La France n’a rien d’une exception dans cette configuration. Dans une grande partie des démocraties occidentales, la difficulté à produire des horizons collectifs largement désirables coexiste avec une forte capacité des électeurs à identifier les partis qu’ils jugent dangereux pour la démocratie.

L’enseignement de l’étude est alors simple. Continuer à se battre sur le terrain de la dangerosité entretient surtout le blocage. L’enjeu consiste plutôt à déplacer le débat politique lui-même.

La campagne menée par Zohran Mamdani à New York en 2025 permet de comprendre ce que peut produire un tel déplacement. Plutôt que de structurer la confrontation autour de la légitimité démocratique des acteurs ou du risque qu’ils représenteraient pour les institutions, la campagne a fait le choix d’un recentrage frontal sur les problèmes matériels du quotidien. Le débat politique s’est organisé autour de questions très concrètes : les loyers, le prix des transports, l’accès à une alimentation abordable. Ces sujets ont servi de point d’appui au conflit politique et rendu immédiatement lisibles les choix de société en discussion.

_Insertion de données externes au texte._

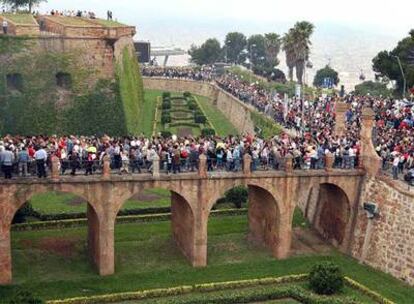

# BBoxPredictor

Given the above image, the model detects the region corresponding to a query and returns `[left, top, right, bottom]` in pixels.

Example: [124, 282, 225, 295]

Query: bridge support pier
[87, 204, 115, 276]
[0, 227, 12, 285]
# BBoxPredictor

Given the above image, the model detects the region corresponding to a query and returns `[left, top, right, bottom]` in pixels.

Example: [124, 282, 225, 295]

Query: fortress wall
[352, 177, 414, 285]
[143, 77, 255, 134]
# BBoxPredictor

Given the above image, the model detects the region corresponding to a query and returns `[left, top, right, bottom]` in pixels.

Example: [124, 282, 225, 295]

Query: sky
[31, 0, 414, 88]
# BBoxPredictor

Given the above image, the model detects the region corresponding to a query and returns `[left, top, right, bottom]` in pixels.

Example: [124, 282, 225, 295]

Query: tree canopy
[372, 29, 414, 92]
[313, 65, 339, 87]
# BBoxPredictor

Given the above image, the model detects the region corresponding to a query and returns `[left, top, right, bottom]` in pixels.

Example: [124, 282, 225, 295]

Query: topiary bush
[201, 128, 216, 136]
[309, 262, 344, 295]
[161, 112, 171, 124]
[225, 186, 248, 209]
[194, 114, 207, 123]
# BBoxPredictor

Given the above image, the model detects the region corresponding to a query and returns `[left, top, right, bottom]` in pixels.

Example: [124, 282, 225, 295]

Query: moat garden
[0, 188, 414, 303]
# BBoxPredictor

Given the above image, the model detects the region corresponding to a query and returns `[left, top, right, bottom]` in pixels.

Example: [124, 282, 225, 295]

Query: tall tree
[313, 65, 339, 87]
[372, 29, 414, 92]
[282, 29, 296, 81]
[247, 34, 266, 67]
[224, 32, 247, 64]
[293, 21, 315, 84]
[265, 33, 281, 68]
[188, 38, 222, 65]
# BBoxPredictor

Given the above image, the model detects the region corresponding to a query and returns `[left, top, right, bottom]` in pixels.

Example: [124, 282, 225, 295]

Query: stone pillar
[171, 192, 195, 264]
[51, 155, 60, 180]
[0, 224, 12, 285]
[152, 153, 160, 178]
[285, 154, 293, 173]
[359, 108, 381, 176]
[198, 154, 207, 178]
[102, 155, 111, 179]
[87, 204, 115, 276]
[325, 152, 335, 172]
[334, 102, 349, 136]
[243, 153, 252, 176]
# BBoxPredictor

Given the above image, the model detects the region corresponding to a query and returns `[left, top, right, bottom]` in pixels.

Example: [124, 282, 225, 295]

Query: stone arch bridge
[0, 163, 365, 284]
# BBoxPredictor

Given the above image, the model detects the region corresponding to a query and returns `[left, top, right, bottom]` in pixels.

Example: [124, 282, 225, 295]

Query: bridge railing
[0, 154, 372, 178]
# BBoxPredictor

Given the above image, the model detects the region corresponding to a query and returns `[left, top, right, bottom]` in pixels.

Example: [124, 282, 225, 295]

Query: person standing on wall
[2, 19, 9, 35]
[34, 147, 47, 178]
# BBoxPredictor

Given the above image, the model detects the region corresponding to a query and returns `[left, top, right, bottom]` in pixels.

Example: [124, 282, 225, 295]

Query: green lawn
[5, 216, 414, 303]
[29, 189, 171, 214]
[1, 14, 37, 25]
[196, 95, 239, 136]
[140, 90, 162, 136]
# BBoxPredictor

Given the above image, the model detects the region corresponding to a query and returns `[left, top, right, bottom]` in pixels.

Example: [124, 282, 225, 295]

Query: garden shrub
[309, 262, 344, 295]
[201, 128, 216, 136]
[225, 186, 248, 209]
[161, 131, 172, 138]
[7, 289, 44, 304]
[161, 112, 171, 124]
[13, 203, 37, 224]
[162, 100, 171, 110]
[194, 115, 207, 123]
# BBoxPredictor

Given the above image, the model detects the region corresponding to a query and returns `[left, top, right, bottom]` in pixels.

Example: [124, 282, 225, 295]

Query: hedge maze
[156, 92, 216, 136]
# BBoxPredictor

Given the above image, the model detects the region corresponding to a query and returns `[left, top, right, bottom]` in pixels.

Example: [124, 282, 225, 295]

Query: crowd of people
[0, 67, 414, 181]
[141, 66, 414, 181]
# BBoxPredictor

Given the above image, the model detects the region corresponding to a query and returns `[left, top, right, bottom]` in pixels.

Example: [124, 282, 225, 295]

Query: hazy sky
[37, 0, 414, 35]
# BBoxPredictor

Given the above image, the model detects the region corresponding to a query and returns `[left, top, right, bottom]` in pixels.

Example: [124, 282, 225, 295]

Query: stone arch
[313, 183, 351, 247]
[55, 72, 72, 90]
[208, 180, 293, 259]
[115, 183, 196, 265]
[0, 184, 102, 284]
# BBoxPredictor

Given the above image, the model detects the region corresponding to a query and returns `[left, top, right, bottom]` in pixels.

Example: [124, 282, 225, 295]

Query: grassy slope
[117, 47, 144, 135]
[8, 216, 414, 303]
[197, 96, 239, 136]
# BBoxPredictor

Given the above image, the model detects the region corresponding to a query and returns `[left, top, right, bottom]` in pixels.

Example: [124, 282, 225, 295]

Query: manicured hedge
[47, 274, 394, 304]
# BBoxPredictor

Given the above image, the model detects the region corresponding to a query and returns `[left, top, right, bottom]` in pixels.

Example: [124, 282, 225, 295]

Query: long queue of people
[0, 134, 359, 179]
[141, 67, 414, 182]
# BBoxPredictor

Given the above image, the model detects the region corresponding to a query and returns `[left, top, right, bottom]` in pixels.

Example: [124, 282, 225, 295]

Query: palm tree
[282, 29, 296, 81]
[289, 21, 315, 84]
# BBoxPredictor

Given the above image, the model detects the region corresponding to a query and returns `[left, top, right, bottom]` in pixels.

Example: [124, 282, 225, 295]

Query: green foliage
[313, 65, 339, 87]
[201, 128, 216, 136]
[224, 32, 247, 64]
[372, 30, 414, 93]
[225, 186, 249, 208]
[309, 262, 344, 295]
[355, 80, 392, 97]
[116, 47, 144, 135]
[188, 38, 221, 65]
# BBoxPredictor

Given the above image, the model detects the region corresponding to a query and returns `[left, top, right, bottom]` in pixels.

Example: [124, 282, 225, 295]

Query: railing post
[51, 155, 60, 180]
[325, 152, 335, 172]
[102, 155, 111, 179]
[198, 154, 207, 178]
[243, 153, 252, 176]
[152, 153, 160, 178]
[285, 154, 293, 173]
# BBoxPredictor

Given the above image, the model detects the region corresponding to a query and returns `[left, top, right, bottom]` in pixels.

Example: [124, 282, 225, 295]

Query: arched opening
[115, 188, 195, 274]
[11, 192, 99, 283]
[207, 185, 291, 264]
[6, 73, 23, 92]
[56, 72, 72, 90]
[315, 184, 351, 246]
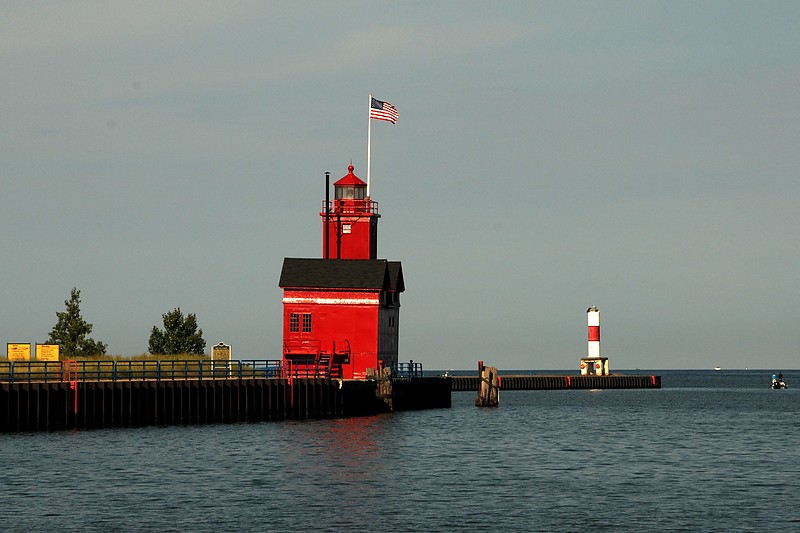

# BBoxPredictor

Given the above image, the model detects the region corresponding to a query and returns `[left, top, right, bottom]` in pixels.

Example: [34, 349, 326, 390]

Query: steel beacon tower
[581, 306, 608, 376]
[278, 164, 405, 379]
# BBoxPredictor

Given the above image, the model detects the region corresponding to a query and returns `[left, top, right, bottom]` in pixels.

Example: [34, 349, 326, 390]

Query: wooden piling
[475, 361, 500, 407]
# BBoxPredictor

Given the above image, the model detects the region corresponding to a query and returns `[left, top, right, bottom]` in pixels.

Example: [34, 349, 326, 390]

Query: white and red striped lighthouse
[581, 306, 608, 376]
[586, 306, 600, 359]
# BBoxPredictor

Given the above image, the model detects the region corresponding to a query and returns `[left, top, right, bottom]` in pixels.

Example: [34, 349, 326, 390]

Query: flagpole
[367, 94, 372, 198]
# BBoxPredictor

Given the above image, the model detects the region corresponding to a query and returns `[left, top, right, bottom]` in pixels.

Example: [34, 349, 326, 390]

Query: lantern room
[320, 164, 380, 259]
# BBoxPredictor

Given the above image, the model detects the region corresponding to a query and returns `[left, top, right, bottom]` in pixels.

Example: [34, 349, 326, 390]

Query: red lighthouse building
[278, 165, 405, 379]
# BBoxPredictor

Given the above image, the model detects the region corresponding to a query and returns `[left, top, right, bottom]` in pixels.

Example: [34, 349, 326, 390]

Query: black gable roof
[278, 257, 405, 292]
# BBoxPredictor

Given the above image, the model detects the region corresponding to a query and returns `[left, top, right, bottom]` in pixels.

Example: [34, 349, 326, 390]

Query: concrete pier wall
[0, 378, 450, 432]
[446, 374, 661, 391]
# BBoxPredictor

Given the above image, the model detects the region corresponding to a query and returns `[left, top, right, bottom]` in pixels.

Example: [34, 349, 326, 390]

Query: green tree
[47, 287, 108, 359]
[149, 307, 206, 355]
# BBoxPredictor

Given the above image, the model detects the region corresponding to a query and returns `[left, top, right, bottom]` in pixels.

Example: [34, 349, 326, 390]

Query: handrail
[392, 361, 423, 378]
[0, 359, 282, 383]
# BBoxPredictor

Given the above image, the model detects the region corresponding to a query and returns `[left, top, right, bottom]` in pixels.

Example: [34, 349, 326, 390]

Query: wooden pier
[446, 374, 661, 391]
[0, 378, 451, 432]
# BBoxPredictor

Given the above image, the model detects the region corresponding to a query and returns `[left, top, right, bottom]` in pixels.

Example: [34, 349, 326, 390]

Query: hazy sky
[0, 0, 800, 371]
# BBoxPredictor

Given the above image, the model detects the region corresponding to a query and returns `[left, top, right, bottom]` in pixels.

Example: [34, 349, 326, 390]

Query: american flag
[369, 98, 400, 124]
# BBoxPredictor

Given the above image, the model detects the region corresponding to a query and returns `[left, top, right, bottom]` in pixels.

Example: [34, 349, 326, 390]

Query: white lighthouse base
[581, 357, 608, 376]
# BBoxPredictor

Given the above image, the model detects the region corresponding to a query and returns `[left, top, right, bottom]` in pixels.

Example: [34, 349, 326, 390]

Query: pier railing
[0, 359, 281, 383]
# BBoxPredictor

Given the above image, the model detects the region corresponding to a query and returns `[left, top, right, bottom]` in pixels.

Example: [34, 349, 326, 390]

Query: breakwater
[447, 374, 661, 391]
[0, 362, 451, 432]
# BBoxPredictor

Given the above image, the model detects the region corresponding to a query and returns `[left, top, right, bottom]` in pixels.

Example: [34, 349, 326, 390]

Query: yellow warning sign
[6, 342, 31, 361]
[211, 342, 231, 361]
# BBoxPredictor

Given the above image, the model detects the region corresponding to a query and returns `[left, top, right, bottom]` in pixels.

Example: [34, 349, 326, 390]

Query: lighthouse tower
[278, 164, 405, 379]
[581, 306, 608, 376]
[320, 164, 380, 259]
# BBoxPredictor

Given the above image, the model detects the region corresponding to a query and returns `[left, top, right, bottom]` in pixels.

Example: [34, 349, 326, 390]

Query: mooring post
[475, 361, 500, 407]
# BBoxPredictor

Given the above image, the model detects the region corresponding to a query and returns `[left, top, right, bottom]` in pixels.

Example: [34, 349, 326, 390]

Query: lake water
[0, 370, 800, 531]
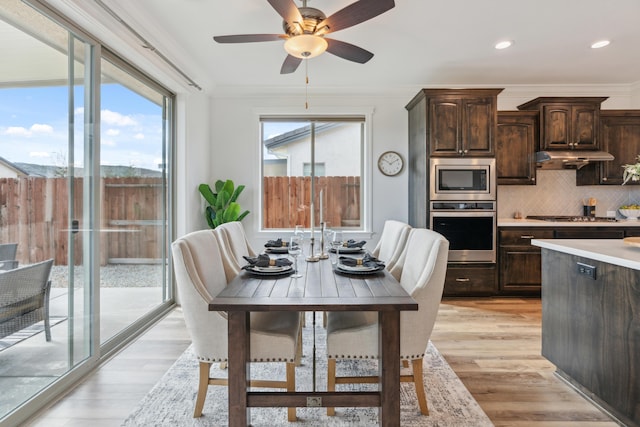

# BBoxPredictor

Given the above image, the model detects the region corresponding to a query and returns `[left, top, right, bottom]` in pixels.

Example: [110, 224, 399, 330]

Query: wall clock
[378, 151, 404, 176]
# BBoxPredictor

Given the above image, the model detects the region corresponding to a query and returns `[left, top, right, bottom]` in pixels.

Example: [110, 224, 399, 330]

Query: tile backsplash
[498, 169, 640, 218]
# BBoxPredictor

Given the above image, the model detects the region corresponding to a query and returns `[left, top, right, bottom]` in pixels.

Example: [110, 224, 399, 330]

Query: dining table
[209, 249, 418, 427]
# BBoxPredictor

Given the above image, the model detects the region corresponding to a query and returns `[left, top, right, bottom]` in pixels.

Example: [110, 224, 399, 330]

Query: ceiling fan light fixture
[284, 34, 329, 59]
[591, 40, 611, 49]
[494, 40, 513, 50]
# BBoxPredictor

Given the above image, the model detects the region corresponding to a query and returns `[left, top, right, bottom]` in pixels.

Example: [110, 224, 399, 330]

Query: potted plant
[622, 155, 640, 185]
[198, 179, 249, 228]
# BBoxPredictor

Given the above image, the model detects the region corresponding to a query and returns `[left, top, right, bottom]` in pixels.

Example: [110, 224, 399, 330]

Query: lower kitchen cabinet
[443, 263, 498, 297]
[497, 223, 640, 296]
[498, 228, 554, 295]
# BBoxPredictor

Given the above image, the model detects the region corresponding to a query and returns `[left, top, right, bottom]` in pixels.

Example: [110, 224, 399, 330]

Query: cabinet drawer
[554, 228, 624, 239]
[444, 264, 497, 296]
[499, 228, 554, 246]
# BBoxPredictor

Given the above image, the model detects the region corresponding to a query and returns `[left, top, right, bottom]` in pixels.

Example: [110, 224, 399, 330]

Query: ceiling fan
[213, 0, 395, 74]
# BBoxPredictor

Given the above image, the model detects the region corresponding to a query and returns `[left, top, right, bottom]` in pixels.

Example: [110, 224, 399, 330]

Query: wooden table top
[209, 260, 418, 311]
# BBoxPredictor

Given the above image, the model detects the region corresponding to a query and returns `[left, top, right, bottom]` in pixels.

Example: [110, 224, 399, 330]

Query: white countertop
[498, 218, 640, 228]
[531, 239, 640, 270]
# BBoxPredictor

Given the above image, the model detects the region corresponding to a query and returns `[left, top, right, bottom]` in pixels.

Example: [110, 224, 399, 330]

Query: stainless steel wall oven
[429, 201, 496, 263]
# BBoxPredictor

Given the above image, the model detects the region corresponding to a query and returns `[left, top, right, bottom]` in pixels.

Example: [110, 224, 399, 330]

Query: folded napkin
[264, 239, 289, 248]
[242, 254, 292, 269]
[342, 239, 367, 248]
[340, 254, 384, 268]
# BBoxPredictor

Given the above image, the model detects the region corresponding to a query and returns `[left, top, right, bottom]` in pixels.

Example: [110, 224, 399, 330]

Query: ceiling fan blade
[280, 55, 302, 74]
[213, 34, 288, 43]
[324, 37, 373, 64]
[267, 0, 302, 24]
[317, 0, 395, 33]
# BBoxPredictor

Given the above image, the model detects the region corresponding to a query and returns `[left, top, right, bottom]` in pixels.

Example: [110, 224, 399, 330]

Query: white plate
[338, 264, 381, 272]
[246, 265, 293, 276]
[330, 247, 364, 254]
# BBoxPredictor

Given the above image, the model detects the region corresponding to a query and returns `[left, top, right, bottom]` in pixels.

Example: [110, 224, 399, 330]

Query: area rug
[0, 316, 67, 351]
[122, 316, 493, 427]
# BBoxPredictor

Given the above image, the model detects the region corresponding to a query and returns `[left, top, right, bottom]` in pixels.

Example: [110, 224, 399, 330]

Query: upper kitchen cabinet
[576, 110, 640, 185]
[496, 111, 539, 185]
[518, 97, 607, 150]
[406, 89, 502, 157]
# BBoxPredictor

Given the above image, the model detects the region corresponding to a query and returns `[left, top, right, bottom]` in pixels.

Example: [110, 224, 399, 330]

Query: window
[261, 116, 365, 230]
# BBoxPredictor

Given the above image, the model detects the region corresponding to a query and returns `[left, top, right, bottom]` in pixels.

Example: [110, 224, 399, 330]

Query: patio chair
[327, 228, 449, 415]
[0, 259, 18, 272]
[171, 230, 300, 421]
[0, 259, 53, 341]
[0, 243, 18, 261]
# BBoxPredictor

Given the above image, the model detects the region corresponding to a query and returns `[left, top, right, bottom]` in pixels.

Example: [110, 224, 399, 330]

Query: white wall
[209, 89, 417, 247]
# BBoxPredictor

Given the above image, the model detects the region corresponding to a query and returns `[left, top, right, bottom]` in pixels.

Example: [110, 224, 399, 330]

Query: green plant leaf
[198, 184, 216, 205]
[231, 185, 244, 202]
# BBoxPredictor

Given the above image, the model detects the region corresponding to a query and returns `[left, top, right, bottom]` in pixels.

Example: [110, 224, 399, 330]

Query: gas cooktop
[527, 215, 617, 222]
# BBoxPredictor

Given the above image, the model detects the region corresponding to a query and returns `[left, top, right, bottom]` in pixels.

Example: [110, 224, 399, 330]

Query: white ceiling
[100, 0, 640, 93]
[6, 0, 640, 90]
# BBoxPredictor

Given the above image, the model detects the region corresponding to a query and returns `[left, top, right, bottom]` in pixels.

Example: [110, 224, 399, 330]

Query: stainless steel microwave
[429, 157, 496, 201]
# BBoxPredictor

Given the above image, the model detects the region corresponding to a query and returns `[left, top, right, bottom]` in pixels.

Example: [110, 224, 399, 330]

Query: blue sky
[0, 84, 162, 170]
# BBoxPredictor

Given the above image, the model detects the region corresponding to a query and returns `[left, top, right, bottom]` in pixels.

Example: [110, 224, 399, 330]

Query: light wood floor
[28, 298, 617, 427]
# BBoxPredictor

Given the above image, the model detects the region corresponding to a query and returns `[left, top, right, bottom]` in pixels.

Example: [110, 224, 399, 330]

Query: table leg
[227, 311, 251, 427]
[378, 310, 400, 427]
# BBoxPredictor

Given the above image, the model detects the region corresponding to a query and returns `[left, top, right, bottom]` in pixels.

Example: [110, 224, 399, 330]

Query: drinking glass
[331, 230, 343, 265]
[289, 235, 302, 278]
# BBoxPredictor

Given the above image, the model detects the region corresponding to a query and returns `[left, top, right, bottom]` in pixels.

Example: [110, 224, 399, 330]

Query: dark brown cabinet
[443, 263, 498, 297]
[406, 89, 502, 157]
[518, 97, 607, 150]
[542, 249, 640, 426]
[496, 111, 539, 185]
[498, 223, 640, 295]
[576, 110, 640, 185]
[498, 227, 554, 295]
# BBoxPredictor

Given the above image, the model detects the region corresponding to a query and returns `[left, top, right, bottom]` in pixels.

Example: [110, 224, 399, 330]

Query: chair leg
[287, 362, 298, 422]
[193, 362, 211, 418]
[327, 359, 336, 416]
[411, 359, 429, 415]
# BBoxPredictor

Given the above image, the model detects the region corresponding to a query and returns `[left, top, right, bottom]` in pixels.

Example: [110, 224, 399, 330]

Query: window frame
[254, 107, 374, 239]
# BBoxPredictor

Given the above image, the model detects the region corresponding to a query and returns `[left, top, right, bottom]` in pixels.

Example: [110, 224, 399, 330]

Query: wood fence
[0, 176, 360, 265]
[262, 176, 360, 228]
[0, 177, 164, 265]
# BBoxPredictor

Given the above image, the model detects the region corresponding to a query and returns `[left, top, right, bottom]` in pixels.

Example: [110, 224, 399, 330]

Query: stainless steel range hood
[536, 150, 614, 169]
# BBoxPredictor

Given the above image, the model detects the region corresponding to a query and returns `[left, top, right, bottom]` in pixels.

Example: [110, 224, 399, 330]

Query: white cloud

Cette stratégie ne constitue évidemment pas une recette universelle du succès électoral. Mais elle montre qu’en ancrant la confrontation dans des transformations concrètes des conditions de vie, le débat cesse de porter d’abord sur la dangerosité des acteurs. Il porte sur les décisions à prendre.

La question n’est alors plus de savoir qui représente un danger pour la démocratie. Elle devient celle de savoir quelles politiques organiser.

Dans un espace politique où la perception de danger est devenue un repère central du jugement électoral, la sortie du blocage passe souvent par là : moins d’étiquettes idéologiques, davantage d’idées concrètes et immédiatement actionnables. À défaut de grands horizons capables d’agréger largement, partir des problèmes vécus reste souvent le moyen le plus sûr de recréer du désir politique.